Debugger Engine backend
This directory contains the Dexter backend for the Windows Debugger Engine (DbgEng), which powers tools such as WinDbg and CDB.
Overview
DbgEng is available as a collection of unregistered COM-"like" objects that one accesses by calling DebugCreate in DbgEng.dll. The unregistered nature means normal COM tooling can't access them; as a result, this backend uses ctypes to describe the COM objects and call their methods.
This is obviously not a huge amount of fun; on the other hand, COM has maintained ABI compatible interfaces for decades, and nothing is for free.
The dexter backend follows the same formula as others; it creates a process and breaks on "main", then steps through the program, observing states and stack frames along the way.
Implementation details
This backend uses a mixture of both APIs for accessing information, and the direct command-string interface to DbgEng for performing some actions. We have to use the DbgEng stepping interface, or we would effectively be building a new debugger, but certain things (like enabling source-line stepping) only seem to be possible from the command interface.
Each segment of debugger responsibility has its own COM object: Client, Control, Symbols, SymbolGroups, Breakpoint, SystemObjects. In this python wrapper, each COM object gets a python object wrapping it. COM methods that are relevant to our interests have a python method that wraps the COM one and performs data marshalling. Some additional helper methods are added to the python objects to extract data.
The majority of the work occurs in setup.py and probe_process.py. The former contains routines to launch a process and attach the debugger to it, while the latter extracts as much information as possible from a stopped process, returning a list of stack frames with associated variable information.
Sharp edges
On process startup, we set a breakpoint on main and then continue running to it. This has the potential to never complete -- although of course, there's no guarantee that the debuggee will ever do anything anyway.
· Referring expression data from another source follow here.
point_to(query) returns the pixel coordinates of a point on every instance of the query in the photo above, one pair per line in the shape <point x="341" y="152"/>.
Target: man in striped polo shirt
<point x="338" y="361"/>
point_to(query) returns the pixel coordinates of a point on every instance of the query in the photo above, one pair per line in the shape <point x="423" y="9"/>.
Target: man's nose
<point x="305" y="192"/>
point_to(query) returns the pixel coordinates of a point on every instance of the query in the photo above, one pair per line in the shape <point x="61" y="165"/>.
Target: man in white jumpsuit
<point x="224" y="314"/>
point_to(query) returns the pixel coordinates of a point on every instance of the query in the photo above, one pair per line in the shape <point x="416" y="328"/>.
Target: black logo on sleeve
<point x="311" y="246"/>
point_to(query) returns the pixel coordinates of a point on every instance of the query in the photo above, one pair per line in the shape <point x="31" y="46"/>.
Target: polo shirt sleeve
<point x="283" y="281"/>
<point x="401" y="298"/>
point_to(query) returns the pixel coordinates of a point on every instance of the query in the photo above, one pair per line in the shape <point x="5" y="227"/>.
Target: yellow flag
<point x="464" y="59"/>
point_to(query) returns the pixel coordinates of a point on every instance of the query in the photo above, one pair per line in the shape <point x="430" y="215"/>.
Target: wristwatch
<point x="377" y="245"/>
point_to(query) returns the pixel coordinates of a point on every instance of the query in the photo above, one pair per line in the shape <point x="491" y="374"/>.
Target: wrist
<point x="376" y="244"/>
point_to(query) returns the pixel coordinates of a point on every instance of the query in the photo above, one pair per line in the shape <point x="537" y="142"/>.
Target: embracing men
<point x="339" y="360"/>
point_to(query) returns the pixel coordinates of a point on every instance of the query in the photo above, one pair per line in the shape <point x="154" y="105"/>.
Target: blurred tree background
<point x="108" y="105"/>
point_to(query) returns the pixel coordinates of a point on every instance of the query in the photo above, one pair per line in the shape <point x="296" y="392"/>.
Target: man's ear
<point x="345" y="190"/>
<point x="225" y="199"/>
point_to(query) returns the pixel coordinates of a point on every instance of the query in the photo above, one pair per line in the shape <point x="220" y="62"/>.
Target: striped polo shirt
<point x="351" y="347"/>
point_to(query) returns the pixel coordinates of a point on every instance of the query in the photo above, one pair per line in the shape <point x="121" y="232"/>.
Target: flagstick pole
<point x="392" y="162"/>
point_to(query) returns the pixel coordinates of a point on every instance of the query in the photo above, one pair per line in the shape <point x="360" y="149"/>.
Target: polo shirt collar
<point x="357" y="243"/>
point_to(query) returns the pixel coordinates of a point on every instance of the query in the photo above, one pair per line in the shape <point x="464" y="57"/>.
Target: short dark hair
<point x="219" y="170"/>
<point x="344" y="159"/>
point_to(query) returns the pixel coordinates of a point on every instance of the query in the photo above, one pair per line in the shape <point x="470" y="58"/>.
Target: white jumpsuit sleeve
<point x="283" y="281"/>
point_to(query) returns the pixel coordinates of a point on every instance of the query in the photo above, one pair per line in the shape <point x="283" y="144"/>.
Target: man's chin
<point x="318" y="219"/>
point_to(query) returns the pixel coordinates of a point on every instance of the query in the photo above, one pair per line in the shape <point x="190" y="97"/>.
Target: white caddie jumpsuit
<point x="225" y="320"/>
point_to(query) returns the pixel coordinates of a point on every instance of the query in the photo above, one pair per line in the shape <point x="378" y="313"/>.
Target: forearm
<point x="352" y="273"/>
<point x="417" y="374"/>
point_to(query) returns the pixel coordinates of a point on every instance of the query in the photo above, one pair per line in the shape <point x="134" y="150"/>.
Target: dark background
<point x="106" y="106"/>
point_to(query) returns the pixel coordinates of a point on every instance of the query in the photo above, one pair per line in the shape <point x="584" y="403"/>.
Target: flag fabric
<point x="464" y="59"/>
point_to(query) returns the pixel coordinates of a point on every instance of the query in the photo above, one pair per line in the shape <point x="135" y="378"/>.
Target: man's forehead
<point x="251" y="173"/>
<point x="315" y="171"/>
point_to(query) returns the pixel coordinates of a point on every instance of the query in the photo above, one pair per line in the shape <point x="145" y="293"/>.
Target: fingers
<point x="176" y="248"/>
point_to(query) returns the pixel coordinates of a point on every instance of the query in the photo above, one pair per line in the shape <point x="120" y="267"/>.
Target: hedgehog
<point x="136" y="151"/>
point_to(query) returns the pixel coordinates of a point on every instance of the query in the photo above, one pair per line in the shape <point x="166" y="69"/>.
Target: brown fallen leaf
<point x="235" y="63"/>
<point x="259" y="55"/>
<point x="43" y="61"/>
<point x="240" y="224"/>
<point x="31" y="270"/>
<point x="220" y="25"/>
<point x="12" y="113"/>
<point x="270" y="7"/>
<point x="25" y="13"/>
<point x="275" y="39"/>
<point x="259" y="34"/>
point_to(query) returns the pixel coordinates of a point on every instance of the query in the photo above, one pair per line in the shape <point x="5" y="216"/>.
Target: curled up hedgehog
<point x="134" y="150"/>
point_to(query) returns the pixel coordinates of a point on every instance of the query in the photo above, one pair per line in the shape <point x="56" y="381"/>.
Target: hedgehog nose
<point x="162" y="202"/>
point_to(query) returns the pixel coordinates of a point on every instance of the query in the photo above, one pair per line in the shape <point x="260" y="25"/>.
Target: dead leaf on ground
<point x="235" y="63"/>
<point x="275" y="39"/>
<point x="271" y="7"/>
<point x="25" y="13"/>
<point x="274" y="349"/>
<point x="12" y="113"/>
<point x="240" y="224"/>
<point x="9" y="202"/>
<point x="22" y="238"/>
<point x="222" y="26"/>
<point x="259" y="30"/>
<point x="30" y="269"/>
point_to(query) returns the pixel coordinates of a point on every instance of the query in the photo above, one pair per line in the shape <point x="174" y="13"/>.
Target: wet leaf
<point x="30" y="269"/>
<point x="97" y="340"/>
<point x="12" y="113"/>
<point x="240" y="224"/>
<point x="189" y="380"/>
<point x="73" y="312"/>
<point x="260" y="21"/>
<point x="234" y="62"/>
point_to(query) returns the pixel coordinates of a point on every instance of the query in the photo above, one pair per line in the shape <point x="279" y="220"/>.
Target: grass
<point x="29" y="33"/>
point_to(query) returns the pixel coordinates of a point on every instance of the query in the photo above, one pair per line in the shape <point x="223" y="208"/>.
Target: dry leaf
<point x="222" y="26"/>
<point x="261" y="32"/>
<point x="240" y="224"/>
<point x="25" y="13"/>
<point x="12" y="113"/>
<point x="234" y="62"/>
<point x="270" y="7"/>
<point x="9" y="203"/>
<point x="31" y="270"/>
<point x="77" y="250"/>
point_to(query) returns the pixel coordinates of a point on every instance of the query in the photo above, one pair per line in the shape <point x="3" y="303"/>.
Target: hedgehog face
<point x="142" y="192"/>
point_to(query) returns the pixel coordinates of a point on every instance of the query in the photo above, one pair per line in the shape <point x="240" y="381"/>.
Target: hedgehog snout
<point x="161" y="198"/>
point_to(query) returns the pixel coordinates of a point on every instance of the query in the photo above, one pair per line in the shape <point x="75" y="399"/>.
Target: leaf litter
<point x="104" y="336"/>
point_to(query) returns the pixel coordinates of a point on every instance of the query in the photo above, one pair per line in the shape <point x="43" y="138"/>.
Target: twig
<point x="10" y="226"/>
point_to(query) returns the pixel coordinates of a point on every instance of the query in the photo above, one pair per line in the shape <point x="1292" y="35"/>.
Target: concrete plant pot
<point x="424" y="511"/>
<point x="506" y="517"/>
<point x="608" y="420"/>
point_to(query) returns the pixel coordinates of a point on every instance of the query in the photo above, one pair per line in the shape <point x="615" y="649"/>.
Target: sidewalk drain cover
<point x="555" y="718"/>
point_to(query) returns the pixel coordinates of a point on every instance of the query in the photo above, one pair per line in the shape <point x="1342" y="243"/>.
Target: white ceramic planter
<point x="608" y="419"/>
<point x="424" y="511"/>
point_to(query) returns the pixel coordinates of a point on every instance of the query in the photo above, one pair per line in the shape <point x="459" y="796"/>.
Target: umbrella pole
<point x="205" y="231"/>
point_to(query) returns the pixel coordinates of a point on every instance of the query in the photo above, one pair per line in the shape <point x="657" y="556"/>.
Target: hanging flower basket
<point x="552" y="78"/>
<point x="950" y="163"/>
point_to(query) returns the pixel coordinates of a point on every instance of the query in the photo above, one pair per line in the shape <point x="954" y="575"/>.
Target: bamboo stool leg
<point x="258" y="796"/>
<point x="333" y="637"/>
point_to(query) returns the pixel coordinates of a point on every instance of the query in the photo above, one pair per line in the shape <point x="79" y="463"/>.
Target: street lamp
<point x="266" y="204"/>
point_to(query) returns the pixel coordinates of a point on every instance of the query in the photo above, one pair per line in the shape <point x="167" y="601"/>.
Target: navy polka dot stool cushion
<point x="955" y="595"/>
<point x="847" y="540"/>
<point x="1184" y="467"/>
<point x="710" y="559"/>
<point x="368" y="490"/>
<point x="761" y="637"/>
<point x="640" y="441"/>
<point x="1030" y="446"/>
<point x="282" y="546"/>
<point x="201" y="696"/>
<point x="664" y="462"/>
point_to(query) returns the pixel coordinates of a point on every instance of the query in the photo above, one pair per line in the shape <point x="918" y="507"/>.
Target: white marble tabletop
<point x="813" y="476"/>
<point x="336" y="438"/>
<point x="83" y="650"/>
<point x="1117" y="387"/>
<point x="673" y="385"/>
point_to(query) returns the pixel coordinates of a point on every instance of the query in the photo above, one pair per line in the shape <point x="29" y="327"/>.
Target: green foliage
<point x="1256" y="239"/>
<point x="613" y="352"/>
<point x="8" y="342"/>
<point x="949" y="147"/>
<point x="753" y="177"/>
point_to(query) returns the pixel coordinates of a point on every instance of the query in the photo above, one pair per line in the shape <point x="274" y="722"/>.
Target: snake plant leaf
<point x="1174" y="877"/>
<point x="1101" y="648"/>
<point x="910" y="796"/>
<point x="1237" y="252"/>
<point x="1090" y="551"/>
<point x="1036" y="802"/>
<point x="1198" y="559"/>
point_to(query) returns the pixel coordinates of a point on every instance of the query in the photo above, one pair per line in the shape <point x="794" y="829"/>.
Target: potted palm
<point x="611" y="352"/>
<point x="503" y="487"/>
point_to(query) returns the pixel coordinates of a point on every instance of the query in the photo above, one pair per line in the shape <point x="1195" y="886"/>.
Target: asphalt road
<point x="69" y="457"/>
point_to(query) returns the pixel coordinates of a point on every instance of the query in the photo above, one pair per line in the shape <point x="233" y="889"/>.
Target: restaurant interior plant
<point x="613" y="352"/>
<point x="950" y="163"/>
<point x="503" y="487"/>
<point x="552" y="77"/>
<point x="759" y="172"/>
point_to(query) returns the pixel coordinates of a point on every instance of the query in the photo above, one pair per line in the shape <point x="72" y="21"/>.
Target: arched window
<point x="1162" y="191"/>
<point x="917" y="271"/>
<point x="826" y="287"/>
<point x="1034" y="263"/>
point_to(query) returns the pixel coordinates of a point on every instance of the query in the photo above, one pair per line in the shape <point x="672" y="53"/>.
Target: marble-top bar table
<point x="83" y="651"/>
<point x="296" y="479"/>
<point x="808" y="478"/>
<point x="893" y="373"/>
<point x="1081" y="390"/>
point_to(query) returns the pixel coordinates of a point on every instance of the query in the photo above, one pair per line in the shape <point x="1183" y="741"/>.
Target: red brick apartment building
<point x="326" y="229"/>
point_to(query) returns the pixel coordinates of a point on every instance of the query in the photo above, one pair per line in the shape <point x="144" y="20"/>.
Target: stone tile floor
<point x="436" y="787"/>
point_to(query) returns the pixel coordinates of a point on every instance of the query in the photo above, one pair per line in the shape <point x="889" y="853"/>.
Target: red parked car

There doesn't appear to be a way to instruct DbgEng to "step into" a function call, thus after reaching main, we scan the module for all functions with line numbers in the source directory, and put breakpoints on them. An alternative implementation would be putting breakpoints on every known line number.
Finally, it's unclear whether arbitrary expressions can be evaluated in arbitrary stack frames, although this isn't something that Dexter currently supports.